HISTÓRIAS CONTADAS POR PRESOS POLÍTICOS NA CELA
22/11/2024
“Ana, agora estamos saindo para ir a um mercadinho onde vamos comprar duas ou três coisa. Estamos andando no meio do nada, tem hortaliças e mato, e o Ângelo disse para eu te contar uma história do Robson, lá do Pará.
Esse nosso colega de cela do Papuda trabalha no meio da floresta Amazônica com extração de madeira e, no tempo vago, também colhe açaí.
Ele contou que numa das empreitadas, quando ele estava no segundo dia de uma saída para o meio do mato que duraria 15 dias, teve um pressentimento…
Nessa empreitada saíram em duas equipes: a dele num lado da floresta e, bem longe, do outro lado da floresta, estava a equipe do irmão.

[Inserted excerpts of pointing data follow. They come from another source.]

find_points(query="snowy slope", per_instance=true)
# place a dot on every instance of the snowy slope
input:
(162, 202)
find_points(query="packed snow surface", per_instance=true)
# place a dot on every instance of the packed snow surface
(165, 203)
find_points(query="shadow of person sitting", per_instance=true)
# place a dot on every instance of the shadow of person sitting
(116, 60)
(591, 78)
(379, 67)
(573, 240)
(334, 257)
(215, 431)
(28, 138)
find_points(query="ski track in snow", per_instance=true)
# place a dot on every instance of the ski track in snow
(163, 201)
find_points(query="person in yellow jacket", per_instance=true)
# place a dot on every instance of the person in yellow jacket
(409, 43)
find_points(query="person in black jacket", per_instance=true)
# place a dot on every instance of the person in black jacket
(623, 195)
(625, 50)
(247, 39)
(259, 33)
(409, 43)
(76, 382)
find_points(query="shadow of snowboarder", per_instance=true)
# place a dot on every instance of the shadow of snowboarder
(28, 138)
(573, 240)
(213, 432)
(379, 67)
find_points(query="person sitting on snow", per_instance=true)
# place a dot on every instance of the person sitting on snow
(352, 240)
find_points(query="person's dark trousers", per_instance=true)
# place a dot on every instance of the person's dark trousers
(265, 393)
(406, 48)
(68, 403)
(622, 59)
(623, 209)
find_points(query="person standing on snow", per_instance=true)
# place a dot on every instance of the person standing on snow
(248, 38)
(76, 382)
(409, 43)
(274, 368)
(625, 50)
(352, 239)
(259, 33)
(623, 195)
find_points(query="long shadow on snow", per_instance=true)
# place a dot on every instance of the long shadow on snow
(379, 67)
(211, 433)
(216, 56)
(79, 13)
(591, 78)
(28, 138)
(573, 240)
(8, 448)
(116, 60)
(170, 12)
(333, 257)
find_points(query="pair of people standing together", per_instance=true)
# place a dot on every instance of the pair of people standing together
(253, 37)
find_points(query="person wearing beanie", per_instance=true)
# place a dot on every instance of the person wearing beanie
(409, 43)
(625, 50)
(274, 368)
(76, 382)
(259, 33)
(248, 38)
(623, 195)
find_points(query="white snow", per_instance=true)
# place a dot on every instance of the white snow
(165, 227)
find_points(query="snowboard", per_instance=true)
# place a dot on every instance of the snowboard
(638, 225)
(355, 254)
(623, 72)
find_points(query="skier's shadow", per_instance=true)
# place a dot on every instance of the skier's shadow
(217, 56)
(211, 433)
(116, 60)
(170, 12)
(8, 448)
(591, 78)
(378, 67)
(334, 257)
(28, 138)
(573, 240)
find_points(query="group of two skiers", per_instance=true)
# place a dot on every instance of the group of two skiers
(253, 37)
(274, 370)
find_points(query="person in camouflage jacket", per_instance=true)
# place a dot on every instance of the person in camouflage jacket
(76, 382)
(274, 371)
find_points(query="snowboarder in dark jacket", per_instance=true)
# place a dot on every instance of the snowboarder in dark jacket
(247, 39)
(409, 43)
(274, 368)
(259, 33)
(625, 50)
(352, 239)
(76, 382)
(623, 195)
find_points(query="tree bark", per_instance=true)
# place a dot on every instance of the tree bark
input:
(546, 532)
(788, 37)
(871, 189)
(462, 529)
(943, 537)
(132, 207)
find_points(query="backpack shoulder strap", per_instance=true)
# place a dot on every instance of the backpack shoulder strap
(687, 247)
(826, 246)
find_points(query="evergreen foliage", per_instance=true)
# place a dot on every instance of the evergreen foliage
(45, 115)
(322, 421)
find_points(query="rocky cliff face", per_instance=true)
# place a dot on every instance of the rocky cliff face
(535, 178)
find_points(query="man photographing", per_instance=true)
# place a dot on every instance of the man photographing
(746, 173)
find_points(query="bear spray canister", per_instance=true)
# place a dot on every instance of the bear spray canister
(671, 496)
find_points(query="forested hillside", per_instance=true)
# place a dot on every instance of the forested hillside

Como era o segundo dia, o acampamento estava todo prontinho, com a cozinha improvisada funcionando, e já tinha começado a extração da madeira. Era trabalho de dia inteiro cujo resultado seria rachado meio a meio entre ele e o pai, ao final das duas semanas. Robson ainda tirava o açaí no final da tarde, ganho que seria só dele.
E naquele final do segundo dia, lá no alto do pé de açaí, quase 20 metros de altura, sacudia os galhos para os cachos caírem e serem recolhidos por uma pessoa lá no solo. Catava o que podia e trocava de árvore sem descer, pela copa mesmo.
Diz ele que, ao olhar para o horizonte, naquele anoitecer, ele sentiu um aperto no peito no peito e intuiu que estava acontecendo alguma coisa com o pai.
Ele tinha uma equipe contratada para ficar no mato pelo menos duas semanas…Tinha muito trabalho duro pela frente. No entanto, Robson desceu do pé e deu ordens para levantar acampamento para voltar para casa.
Ele preferiu arcar com o prejuízo dos quinze dias de trabalho e conferir como estava o pai.
Já na cidade, na praça onde acertava as contas com os trabalhadores, viu o irmão caminhando em sua direção. Robson olhou para ele e perguntou: “Que porra é essa?”, referindo-se a ele estar de volta antes do tempo, como ele. Então o irmão responde: “Mano, senti uma coisa no peito. Eu acho que o pai não está bem.”
Os dois irmãos foram juntos para a casa do pai e o patriarca pergunta para os dois: “Por que vocês voltaram antes?” e ele ouve de volta a explicação da intuição que tiveram no meio do mato de que algo não estava bem.
De pronto o pai fala: “Está acontecendo um negócio em Brasília e eu quero que um de vocês vá. E se vocês não forem, vou eu”.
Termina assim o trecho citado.